Psi4 exitfunctions error messages at the end of multi-step parallel calculation

Hi,

I’m running a multi-step high throughput calculation written in python using openmpi & mpi4py on 100+ molecules using psi4 as the first stage to optimise each molecule on my universities HPC using the slurm scheduler. The calculation is using a master/ worker set up so I can run multiple optimisations at the same time.

In the job submission directory multiple folders are created, one for each molecule and then in those sub-folders a following sub-folder is created for each step of the calculation. e.g.

Submission Directory-> Molecule 1 -> Psi4 (Calc 1)
                       Molecule 2    Calc 2
                       etc           Calc 3

(In this process only calc 1 uses psi4 the rest use other software)

Computation wise everything works fine and the calculations finish successfully. However at the end of the calculation when all the steps and molecules have completed it appears like psi4 is still active in the background and runs its exit functions at that point opposed to when the individual calculations have completed outputting the errors such as in the attached file.

psi4shutdown_errors.txt (7.8 KB)

Is this because the timer.dat file is being created in the submission directory opposed to the individual molecules folders or perhaps as my code is entirely written in python using the psi4 python module?
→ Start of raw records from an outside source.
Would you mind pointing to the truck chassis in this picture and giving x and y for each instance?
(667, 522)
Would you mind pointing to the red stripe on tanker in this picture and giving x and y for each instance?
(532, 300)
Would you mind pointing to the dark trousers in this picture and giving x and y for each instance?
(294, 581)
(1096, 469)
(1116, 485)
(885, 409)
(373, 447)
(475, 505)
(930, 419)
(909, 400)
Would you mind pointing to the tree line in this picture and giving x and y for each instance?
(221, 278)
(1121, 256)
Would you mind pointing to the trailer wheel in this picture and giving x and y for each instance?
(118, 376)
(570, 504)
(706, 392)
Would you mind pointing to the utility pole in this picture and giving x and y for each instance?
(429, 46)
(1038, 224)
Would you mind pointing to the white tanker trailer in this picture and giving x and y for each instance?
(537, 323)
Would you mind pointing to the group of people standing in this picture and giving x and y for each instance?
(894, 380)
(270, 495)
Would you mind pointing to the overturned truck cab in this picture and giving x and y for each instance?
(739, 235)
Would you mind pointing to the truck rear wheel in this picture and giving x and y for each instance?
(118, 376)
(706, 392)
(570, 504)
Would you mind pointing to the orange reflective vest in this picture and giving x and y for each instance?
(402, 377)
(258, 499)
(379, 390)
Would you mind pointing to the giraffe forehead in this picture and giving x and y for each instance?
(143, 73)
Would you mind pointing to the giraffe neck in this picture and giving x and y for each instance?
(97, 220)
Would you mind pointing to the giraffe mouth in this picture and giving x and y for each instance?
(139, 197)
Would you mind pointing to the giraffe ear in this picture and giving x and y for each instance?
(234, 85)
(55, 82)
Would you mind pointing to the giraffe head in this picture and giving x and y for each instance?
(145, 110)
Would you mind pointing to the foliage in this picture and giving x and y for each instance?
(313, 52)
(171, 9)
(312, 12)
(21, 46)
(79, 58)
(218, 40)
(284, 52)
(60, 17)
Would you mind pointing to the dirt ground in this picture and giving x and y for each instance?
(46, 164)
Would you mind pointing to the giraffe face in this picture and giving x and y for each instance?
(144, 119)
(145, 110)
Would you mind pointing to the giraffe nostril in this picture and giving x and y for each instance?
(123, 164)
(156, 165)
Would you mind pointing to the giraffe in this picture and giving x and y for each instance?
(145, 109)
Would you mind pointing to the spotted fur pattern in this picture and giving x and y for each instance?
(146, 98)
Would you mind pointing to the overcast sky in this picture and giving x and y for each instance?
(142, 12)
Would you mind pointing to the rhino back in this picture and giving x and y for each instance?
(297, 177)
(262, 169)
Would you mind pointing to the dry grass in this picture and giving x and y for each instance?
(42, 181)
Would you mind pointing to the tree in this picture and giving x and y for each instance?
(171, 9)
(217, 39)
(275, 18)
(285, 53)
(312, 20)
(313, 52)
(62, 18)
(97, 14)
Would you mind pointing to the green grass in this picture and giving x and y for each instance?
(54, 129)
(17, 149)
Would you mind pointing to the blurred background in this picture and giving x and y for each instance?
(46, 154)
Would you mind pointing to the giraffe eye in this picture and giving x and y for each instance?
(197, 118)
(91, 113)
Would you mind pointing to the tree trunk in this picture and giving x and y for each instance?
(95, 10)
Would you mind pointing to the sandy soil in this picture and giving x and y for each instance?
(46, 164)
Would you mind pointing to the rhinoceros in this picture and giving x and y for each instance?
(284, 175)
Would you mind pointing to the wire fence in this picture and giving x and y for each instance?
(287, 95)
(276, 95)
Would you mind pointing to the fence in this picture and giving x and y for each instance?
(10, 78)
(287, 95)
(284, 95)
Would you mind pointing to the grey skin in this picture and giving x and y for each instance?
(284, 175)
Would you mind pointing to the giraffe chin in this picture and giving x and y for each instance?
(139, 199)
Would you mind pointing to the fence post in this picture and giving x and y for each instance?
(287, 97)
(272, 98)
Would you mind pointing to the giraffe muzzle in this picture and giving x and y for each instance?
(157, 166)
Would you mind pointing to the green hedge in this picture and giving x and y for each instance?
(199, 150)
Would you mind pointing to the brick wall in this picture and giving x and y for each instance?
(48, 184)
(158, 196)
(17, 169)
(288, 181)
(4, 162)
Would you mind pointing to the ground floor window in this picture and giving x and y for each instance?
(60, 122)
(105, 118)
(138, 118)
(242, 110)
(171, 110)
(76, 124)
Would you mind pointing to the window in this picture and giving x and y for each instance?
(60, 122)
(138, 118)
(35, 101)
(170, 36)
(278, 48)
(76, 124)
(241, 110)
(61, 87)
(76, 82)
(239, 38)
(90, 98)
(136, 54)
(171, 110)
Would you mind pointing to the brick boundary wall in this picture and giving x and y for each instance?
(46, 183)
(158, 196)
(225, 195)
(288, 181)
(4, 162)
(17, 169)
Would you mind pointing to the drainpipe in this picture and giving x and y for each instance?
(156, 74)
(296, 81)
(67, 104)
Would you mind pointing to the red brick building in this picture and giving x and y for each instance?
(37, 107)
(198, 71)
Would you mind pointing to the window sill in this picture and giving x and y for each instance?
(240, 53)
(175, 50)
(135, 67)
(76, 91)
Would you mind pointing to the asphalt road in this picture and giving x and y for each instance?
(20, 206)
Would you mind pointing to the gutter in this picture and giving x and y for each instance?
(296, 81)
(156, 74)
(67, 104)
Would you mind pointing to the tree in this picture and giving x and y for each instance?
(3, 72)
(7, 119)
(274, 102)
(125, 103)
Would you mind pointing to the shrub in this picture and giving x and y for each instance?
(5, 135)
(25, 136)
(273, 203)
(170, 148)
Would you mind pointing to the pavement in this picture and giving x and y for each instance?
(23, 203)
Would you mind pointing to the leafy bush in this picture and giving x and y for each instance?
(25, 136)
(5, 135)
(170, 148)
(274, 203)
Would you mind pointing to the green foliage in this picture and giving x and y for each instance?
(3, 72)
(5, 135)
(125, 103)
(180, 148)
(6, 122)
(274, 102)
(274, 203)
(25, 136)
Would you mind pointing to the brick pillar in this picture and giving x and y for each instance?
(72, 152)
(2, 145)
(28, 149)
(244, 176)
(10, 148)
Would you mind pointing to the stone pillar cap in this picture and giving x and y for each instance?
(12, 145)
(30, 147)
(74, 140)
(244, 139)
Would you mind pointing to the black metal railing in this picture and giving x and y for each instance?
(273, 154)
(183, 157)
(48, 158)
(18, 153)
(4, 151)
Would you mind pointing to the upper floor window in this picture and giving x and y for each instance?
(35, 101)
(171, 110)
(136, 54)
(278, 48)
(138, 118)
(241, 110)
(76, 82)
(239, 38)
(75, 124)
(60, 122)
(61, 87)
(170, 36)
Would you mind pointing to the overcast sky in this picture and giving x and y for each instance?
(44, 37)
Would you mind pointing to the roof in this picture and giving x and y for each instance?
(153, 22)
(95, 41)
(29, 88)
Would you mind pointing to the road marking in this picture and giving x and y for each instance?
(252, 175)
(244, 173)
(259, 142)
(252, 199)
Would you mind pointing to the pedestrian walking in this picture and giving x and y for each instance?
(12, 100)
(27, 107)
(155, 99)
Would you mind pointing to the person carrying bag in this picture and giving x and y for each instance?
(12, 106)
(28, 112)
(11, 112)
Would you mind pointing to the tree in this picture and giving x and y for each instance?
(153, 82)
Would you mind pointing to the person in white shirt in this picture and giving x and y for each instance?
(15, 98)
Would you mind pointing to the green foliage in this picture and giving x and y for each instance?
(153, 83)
Additionally, is there a way to either suppress these message or to ideally fully shut down psi4 for each call after completing? My main concern is that psi4 is still taking up memory in the background.

Below is my psi4 optimisation section of the code.

def psi4_calculate(self, coordinates, calculation_type, output_file_path):
        psi4.core.set_num_threads(8)
        psi4.set_memory("4000MB")

        psi4.set_options({"basis":self.basis_set,
                        "geom_maxiter":50,
                        "MAXITER":100,
                        "G_CONVERGENCE": "GAU",
                        "D_CONVERGENCE": 6,
                        "E_CONVERGENCE": 6})

        xyz = ""
        for coordinate in coordinates:
            xyz += f"{self.converter(coordinate[0])} {coordinate[1]} {coordinate[2]} {coordinate[3]}\n"

        mol = psi4.geometry(xyz)

        if calculation_type == "opt":
            if os.path.exists(output_file_path) and os.path.exists(f"{output_file_path[:-4]}.xyz"):
                return self.psi4_results_reader(calculation_type,output_file_path)
            else:
                psi4.core.set_output_file(output_file_path)
                energy = psi4.optimize(self.method)
                xyz_to_save = str(mol.natom()) + "\n"
                xyz_to_save += mol.save_string_xyz()

                with open(f"{output_file_path[:-4]}.xyz", "w") as saved_xyz:
                    saved_xyz.write(xyz_to_save)
                coordinates = coordinates_from_xyz_file(f"{output_file_path[:-4]}.xyz")

                psi4.core.clean()
        return energy, coordinates

Thank you
Jay

I see this topic, but my personal queue is taken up by other issues.

I’ll warn you that there is lots of information missing because you’re asking questions about a very complicated piece of code. A minimal working example would be much appreciated.

Nothing about your shutdown errors suggests to me that Psi4 is taking memory in background. That should all be cleared upon a FatalError.

Typically on an HPC, at least with my experience with LSF is that the optimization jobs fail if there is no PSI_SCRATCH variable set to a storage destination with plenty of storage space. For example optimization of a molecule say of 60 atoms can create up to 10 GB of temporary space with binary numpy files for grids and other matrice storage. But it sounds like you already did this maybe, as I reread you post saying you are seeing optimization complete?

Maybe sure you have set PSI_SCRATCH to a variable in your bashrc as indicated for a similar wrapper poltype2 which only uses PSI4 to optimize ligands. Is your code published on github?

Typical things to check @loriab talks about here Strange crash on Psi4. In particular pay attention to her comment “Also, Psi4 won’t benefit from running under MPI. Its strength is intranode parallelism.”

Hi,

Thank you for your replies on this and suggestions. I’ve been trying to make a minimal working example as suggested and haven’t so far been able to make a representative version. However, whilst attempting to do so I believe I’ve noticed the issue is essentially due to how I’m closing down the workers that have used psi4, using the master process to send shutdown commands to them, and as a result more to do with my code and implementation than psi4. As a result I believe this topic can be closed as doesn’t directly relate to an issue with psi4.

Thank you for your suggestions and the reassurance about the memory.
Jay